Here are some suggestions:

Bring in a new lobbying register to replace the ‘unfit for purpose’ one currently in use

Introduced by Cameron’s government in 2015 in the wake of a series of lobbying scandals, the register of lobbyists only captures a tiny fraction of lobbying activity. Triggered only after a minister or permanent secretary is contacted, the register only records the name of the lobbyist and their client, but not who in government they are contacting or what they are lobbying for.

Campaigners are calling for a complete revamp of the Lobbying act, to make that information required by law the way it is in the US, Canada, Ireland and Scotland.

Senior Research Manager at Transparency International UK Steve Goodrich said: “The Greensill saga highlights deep flaws in the UK’s approach to disclosing political access and potential influence. What happens in Westminster remains woefully opaque because neither the statutory lobbying register nor departmental disclosures do what they are supposed to do – show who is trying to influence government, when, how and for what purpose. “

A spokesperson from Transparency International added that over 90% of lobbying activity in the UK is not recorded because the register only applies to consultant lobbyists, rather than those who work in-house.

Executive Director of Spotlight on Corruption Susan Hawley said: “It would be a major failure of political will if the government’s response to this scandal was some minor tweaks to the Lobbying Act. We really need a root and branch reform of the way standards in public life are regulated in the UK to reestablish trust in politicians.

“We need a complete revamp of the Lobbying Act – something the Public Relations and Communications Association has described as ‘unfit for purpose.’”

Tighten the transparency rules for ministers to compel them to report lobbying contracts

Director of Unlock Democracy Tom Brake wants to see ministers publicly reporting every lobbying contract, whether it’s in person, via phone, text and in ‘private’ meetings over a pint. While ministers are currently obliged to disclose face-face-to face meetings in quarterly transparency reports, Brake would like those reports to be monthly and with much greater detail.

The former MP is also calling for independent enforcement of the Ministerial code, rather than relying on the PM to take action.

Brake said: “Each revelation makes the case for cleaning up the lobbying swamp even stronger.  The time has come to put an end to the cosy relationship that exists between ministers and their erstwhile political colleagues.” 

Set up an independent body to vet civil servants also working in the private sector

While not calling for a total ban on civil servants taking on second jobs, Brake suggested that each such role, whether paid or unpaid, should be vetted by an independent body. If that body finds a potential conflict of interest, the civil servant should be required to give up the role.
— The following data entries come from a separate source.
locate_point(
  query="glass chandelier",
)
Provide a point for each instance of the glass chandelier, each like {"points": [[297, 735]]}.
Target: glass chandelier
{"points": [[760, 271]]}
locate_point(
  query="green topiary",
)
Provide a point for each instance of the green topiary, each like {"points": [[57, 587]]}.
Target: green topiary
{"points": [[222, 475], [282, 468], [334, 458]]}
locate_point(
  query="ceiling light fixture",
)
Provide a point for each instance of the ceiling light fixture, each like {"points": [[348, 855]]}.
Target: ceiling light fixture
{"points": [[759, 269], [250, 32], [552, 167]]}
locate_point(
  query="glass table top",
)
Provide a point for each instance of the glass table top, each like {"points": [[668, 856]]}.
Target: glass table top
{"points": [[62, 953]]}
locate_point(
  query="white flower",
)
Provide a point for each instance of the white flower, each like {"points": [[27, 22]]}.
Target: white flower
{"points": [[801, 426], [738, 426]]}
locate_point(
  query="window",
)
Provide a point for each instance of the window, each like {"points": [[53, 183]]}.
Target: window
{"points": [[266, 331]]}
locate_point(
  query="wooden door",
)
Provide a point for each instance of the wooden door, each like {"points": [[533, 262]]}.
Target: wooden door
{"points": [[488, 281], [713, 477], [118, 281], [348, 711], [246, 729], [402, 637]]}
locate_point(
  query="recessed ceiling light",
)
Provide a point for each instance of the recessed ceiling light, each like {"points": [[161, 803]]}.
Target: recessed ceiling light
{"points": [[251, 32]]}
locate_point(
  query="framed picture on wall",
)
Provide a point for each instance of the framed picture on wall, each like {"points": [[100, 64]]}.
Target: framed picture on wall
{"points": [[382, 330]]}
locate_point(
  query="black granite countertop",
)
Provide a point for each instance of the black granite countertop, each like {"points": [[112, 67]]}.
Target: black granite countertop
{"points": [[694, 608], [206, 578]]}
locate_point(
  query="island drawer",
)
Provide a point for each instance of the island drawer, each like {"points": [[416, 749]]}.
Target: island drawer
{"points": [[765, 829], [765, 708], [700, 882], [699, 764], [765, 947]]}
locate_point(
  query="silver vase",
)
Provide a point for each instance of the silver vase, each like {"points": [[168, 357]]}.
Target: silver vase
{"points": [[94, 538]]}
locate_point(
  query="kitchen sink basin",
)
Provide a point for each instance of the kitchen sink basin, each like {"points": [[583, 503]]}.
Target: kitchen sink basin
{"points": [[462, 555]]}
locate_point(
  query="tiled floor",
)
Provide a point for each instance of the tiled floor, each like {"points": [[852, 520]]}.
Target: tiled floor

Replace the toothless Advisory Committee on Business Appointments (ACOBA) with a body with the powers to do its job

ACOBA, which is responsible for regulating the post-public employment of ministers and senior civil servants, can currently only offer advice and has no power to sanction those who do not follow it.

Goodrich, of Transparency International, stressed that the current system had very little control on the movement of ministers through the ‘revolving door’ between the public and private sector.

He added: “As long as the oversight body, ACOBA, is merely advisory and the cooling-off period for former ministers limited to only two years after leaving office, scandals will continue to hit the headlines. Effective regulation of our politicians’ post-public employment requires tougher rules set by a body with real teeth.” 

Unlock Democracy’s Brake also called for the ACOBA’s decisions to be enforceable, and said it should be headed by an independent chair. In addition, the period before ministers can lobby on behalf of others should be extended from two to five years.

It remains to be seen whether the government implements any meaningful reforms to the lobbying rules. But after suggestions that only a few ‘tweaks’ are necessary, it looks like any changes will be cosmetic at best.